Por: Carlos Lizana Mardones 26 de enero del año 2026

Hace apenas unas semanas, la exministra Ángela Vivanco aparecía en los principales canales de televisión abierta intentando recomponer su imagen pública. En esas entrevistas nunca asumió responsabilidad alguna por las acusaciones que la rodeaban, ni mucho menos ofreció disculpas a la ciudadanía por haber utilizado su cargo para obtener beneficios indebidos.
Su estrategia comunicacional se centró en proyectar normalidad y credibilidad, pero terminó revelando una desconexión profunda con la realidad y con el deber ético que exige un puesto de tal envergadura.
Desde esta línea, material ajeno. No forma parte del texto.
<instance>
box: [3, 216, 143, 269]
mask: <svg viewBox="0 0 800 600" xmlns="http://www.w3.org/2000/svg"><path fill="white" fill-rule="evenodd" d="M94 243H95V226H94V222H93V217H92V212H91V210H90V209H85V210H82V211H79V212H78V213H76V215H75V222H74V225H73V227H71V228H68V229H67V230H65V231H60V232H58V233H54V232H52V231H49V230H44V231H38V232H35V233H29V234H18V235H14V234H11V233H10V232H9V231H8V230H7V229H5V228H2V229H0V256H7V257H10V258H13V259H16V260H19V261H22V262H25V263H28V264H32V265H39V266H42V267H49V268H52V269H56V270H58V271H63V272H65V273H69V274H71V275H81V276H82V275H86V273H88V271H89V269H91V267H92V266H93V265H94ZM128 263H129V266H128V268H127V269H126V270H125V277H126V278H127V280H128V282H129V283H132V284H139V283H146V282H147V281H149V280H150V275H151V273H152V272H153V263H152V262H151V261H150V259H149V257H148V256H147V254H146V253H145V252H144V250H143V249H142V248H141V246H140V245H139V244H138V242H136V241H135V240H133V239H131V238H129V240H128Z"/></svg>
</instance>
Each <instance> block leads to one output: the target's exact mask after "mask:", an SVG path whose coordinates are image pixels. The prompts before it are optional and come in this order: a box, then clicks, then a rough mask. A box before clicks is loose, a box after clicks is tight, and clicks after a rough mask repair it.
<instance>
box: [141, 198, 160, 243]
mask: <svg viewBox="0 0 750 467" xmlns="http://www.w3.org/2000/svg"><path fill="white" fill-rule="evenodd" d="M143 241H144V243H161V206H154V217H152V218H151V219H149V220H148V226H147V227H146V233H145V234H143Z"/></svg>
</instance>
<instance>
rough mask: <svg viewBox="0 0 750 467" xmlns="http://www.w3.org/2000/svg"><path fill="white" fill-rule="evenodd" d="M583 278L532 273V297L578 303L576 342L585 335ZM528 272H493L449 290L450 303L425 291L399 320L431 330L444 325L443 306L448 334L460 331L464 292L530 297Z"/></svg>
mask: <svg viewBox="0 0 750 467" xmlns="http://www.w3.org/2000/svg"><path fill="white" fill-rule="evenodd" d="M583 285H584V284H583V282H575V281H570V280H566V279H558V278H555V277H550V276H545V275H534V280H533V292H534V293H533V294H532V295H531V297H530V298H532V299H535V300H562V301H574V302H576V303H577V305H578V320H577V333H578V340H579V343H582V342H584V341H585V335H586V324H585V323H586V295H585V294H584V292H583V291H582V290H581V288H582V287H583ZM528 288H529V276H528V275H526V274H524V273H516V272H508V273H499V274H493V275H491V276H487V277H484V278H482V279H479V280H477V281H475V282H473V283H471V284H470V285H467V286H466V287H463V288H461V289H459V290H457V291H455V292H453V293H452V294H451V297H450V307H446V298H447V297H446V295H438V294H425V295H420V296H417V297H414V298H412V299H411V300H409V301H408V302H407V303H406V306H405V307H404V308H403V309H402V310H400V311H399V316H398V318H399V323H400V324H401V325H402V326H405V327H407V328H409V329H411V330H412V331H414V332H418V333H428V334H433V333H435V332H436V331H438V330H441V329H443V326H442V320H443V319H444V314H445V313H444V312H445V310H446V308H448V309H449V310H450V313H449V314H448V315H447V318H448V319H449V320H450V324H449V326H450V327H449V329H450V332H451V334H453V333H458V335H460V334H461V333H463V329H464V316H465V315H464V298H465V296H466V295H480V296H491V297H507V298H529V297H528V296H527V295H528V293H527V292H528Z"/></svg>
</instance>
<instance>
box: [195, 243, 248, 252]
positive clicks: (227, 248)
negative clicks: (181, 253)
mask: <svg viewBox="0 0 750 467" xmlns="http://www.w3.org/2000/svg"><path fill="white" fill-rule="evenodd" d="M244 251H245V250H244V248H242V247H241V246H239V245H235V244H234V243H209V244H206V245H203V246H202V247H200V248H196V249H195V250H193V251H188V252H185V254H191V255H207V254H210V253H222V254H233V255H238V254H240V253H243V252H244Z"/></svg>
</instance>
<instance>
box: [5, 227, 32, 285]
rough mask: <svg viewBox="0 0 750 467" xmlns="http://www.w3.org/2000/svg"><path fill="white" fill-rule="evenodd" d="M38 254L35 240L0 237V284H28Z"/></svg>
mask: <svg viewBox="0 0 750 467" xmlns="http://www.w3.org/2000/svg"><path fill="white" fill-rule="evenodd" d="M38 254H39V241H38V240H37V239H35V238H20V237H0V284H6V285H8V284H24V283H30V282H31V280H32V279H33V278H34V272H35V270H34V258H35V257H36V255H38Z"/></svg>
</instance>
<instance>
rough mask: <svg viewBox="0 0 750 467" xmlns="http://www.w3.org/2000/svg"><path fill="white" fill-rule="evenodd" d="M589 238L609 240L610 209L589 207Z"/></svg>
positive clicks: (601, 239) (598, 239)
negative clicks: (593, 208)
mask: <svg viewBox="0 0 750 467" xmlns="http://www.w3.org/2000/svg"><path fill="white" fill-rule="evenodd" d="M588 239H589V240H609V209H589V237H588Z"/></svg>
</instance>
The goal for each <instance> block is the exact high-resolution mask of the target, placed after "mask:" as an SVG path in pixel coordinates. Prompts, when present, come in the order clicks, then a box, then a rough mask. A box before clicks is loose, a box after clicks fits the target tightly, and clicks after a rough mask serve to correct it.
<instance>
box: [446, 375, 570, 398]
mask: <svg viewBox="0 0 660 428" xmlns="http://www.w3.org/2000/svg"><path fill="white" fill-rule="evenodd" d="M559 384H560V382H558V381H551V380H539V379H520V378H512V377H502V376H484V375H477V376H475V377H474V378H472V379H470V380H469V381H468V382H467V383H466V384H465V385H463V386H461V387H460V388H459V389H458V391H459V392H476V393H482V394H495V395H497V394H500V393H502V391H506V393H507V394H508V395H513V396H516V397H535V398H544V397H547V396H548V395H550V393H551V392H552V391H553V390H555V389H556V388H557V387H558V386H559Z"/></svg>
La detención de la exministra Ángela Vivanco, ejecutada por el OS-7 de Carabineros en el marco del caso “Muñeca Bielorrusa”, se transformó en una escena cargada de simbolismo institucional: salió de su domicilio esposada, aunque con las manos cubiertas para ocultar las esposas, gesto que revela tanto la intención de proteger su imagen como la contradicción entre la autoridad que alguna vez encarnó y la condición de imputada que hoy enfrenta. Este detalle no es menor: la cobertura mediática expone la tensión entre el poder judicial y la ciudadanía, mostrando cómo quienes ocuparon cargos de máxima responsabilidad intentan preservar dignidad en medio de acusaciones de cohecho y lavado de activos. La intervención del OS-7, unidad especializada en delitos complejos, subraya la gravedad del caso y marca un quiebre en la narrativa de impunidad que ella misma buscó instalar semanas atrás mediante entrevistas televisivas. En definitiva, la escena sintetiza el derrumbe de una estrategia comunicacional y la irrupción de la justicia como recordatorio de que ningún cargo, por alto que sea, está por encima de la rendición de cuentas.
Estaremos atentos al desarrollo de esta trama, siguiendo cada movimiento judicial y político que surja en los próximos días.